Il bello di un’avventura è che da un piccolo dettaglio possono nascere nuovi, sorprendenti sviluppi. 
Ho iniziato a costruire questo luogo virtuale all’inizio di gennaio (ndr. il sito di “Segui le Briciole” nella sua prima versione), ma la sua gestazione è cominciata lo scorso ottobre.

In principio, l’idea era di aprire un blog per condividere le “interviste” a professioniste che ammiro, per raccontarne il percorso ponendo l’accento sugli aspetti del loro lavoro che più mi colpiscono.
In seguito, mi sono resa conto che non volevo limitarmi alle storie degli altri, ma che io stessa avevo delle cose da dire rispetto alla mia esperienza di illustratrice, libera professionista e aspirante imprenditrice presso Spazio Oulipò.

E la mia esperienza – professionale e personale – più di ogni altra cosa ruota attorno al valore delle immagini che ci circondano ogni giorno.

Che sia un disegno, un dipinto o una foto, ogni immagine mostra un pezzettino di mondo così come appare agli occhi del suo creatore, e il suo grande potere consiste nel fatto che può rendere “reale” qualcosa di astratto.

 

Un post condiviso da Giui (@giui) in data:

 Se ripenso all’avventura di Spazio Oulipò, mi rendo conto che ogni momento di evoluzione, ogni momento in cui abbiamo cambiato rotta per aderire a ciò che scoprivamo voler diventare, ha comportato per me l’esigenza di trovare una “traduzione visiva” che mi permettesse di vedere ciò che stavamo costruendo.

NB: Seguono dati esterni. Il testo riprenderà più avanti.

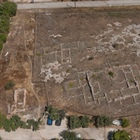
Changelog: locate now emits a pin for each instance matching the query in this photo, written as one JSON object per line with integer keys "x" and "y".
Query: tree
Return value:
{"x": 1, "y": 45}
{"x": 121, "y": 135}
{"x": 2, "y": 119}
{"x": 68, "y": 135}
{"x": 102, "y": 121}
{"x": 3, "y": 38}
{"x": 6, "y": 125}
{"x": 125, "y": 122}
{"x": 33, "y": 124}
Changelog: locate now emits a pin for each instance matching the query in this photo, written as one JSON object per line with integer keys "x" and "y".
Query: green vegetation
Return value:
{"x": 121, "y": 135}
{"x": 125, "y": 122}
{"x": 102, "y": 121}
{"x": 7, "y": 10}
{"x": 15, "y": 122}
{"x": 1, "y": 45}
{"x": 76, "y": 122}
{"x": 110, "y": 73}
{"x": 114, "y": 45}
{"x": 9, "y": 85}
{"x": 67, "y": 135}
{"x": 90, "y": 58}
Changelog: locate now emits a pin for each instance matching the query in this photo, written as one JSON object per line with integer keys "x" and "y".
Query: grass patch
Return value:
{"x": 9, "y": 85}
{"x": 114, "y": 45}
{"x": 71, "y": 85}
{"x": 110, "y": 73}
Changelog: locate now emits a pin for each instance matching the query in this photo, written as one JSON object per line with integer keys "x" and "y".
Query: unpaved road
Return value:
{"x": 48, "y": 132}
{"x": 79, "y": 4}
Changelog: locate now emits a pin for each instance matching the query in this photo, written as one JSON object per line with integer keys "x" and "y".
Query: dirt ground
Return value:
{"x": 84, "y": 61}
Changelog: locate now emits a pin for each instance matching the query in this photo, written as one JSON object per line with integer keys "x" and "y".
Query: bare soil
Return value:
{"x": 64, "y": 57}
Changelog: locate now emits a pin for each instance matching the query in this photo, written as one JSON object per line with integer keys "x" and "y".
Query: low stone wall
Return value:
{"x": 29, "y": 1}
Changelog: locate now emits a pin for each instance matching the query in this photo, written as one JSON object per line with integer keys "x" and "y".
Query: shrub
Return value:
{"x": 3, "y": 38}
{"x": 84, "y": 121}
{"x": 1, "y": 45}
{"x": 9, "y": 85}
{"x": 114, "y": 45}
{"x": 9, "y": 8}
{"x": 111, "y": 73}
{"x": 125, "y": 122}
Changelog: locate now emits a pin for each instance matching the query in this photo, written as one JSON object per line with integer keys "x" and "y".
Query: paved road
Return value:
{"x": 79, "y": 4}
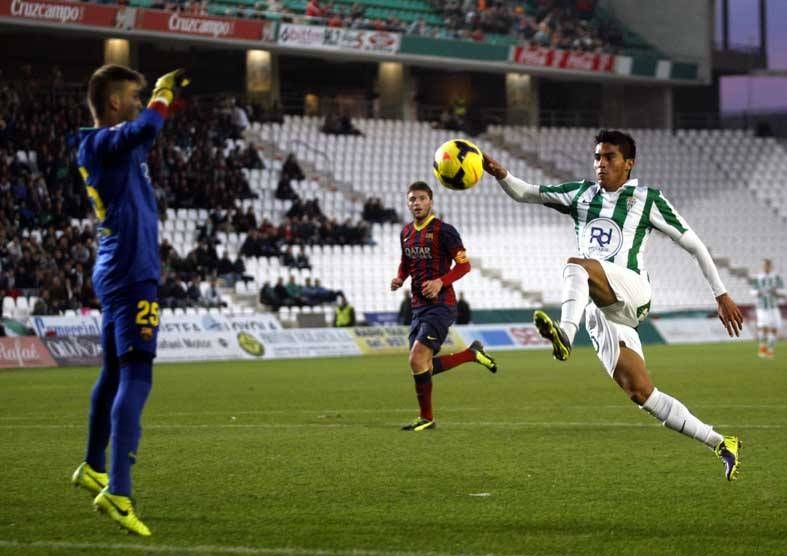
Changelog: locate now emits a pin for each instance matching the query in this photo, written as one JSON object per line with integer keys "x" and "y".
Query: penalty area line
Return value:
{"x": 143, "y": 547}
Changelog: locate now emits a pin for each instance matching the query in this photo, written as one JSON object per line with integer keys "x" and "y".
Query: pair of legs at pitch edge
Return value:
{"x": 584, "y": 281}
{"x": 116, "y": 407}
{"x": 767, "y": 339}
{"x": 424, "y": 364}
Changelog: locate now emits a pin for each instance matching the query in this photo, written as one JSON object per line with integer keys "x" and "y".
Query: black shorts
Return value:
{"x": 430, "y": 325}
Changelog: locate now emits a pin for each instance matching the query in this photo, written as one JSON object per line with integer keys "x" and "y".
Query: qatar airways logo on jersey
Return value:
{"x": 601, "y": 238}
{"x": 418, "y": 252}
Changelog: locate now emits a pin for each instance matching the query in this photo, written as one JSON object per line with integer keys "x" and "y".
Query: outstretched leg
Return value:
{"x": 421, "y": 357}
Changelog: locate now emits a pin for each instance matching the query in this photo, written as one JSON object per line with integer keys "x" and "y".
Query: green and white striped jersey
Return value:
{"x": 767, "y": 288}
{"x": 614, "y": 226}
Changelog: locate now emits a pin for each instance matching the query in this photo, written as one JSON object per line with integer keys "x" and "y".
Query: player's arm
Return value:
{"x": 666, "y": 219}
{"x": 451, "y": 242}
{"x": 518, "y": 189}
{"x": 778, "y": 289}
{"x": 124, "y": 138}
{"x": 401, "y": 273}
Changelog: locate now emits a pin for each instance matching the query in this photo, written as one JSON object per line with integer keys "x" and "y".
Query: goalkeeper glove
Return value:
{"x": 166, "y": 85}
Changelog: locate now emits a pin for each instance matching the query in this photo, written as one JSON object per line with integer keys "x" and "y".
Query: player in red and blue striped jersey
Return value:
{"x": 429, "y": 247}
{"x": 112, "y": 160}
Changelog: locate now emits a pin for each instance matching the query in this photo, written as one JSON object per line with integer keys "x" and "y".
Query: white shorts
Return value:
{"x": 769, "y": 318}
{"x": 633, "y": 293}
{"x": 607, "y": 337}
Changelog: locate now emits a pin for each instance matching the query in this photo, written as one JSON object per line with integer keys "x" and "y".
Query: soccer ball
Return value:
{"x": 458, "y": 164}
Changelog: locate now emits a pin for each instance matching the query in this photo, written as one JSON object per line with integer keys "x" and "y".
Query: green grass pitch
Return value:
{"x": 305, "y": 457}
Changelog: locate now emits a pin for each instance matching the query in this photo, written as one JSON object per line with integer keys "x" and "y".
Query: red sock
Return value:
{"x": 423, "y": 390}
{"x": 446, "y": 362}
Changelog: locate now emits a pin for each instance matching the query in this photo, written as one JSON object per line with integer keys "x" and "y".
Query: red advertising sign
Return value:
{"x": 532, "y": 55}
{"x": 24, "y": 351}
{"x": 65, "y": 13}
{"x": 201, "y": 26}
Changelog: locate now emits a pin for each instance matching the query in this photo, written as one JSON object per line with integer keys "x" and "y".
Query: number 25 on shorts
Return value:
{"x": 148, "y": 313}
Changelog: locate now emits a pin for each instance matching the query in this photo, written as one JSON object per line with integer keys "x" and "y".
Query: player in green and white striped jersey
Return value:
{"x": 769, "y": 288}
{"x": 613, "y": 219}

Navigare sul sito (ndr. il vecchio sito di Spazio Oulipò), guardare la pagina Facebook, leggere la newsletter e trovarvi un insieme di colori, simboli, immagini e suggestioni in grado di comunicare chiaramente chi siamo – e far percepire a chi ci conosce virtualmente l’atmosfera che lo accoglierebbe entrando in Officina – è certamente il mio contributo più grande.

Ma come si fa? Da dove si incomincia a creare “un mondo” che rispecchi e che comunichi agli altri chi sono?

Per comunicare, infatti, occorre sapere cosa si vuole dire e trovare il proprio modo per dirlo, ma arrivare ad avere chiarezza rispetto a questi due punti non è per niente scontato.

Ognuno a un certo punto troverà la sua quadra, io però sono partita da qui:

osservando il lavoro degli altri e ponendomi le domande giuste.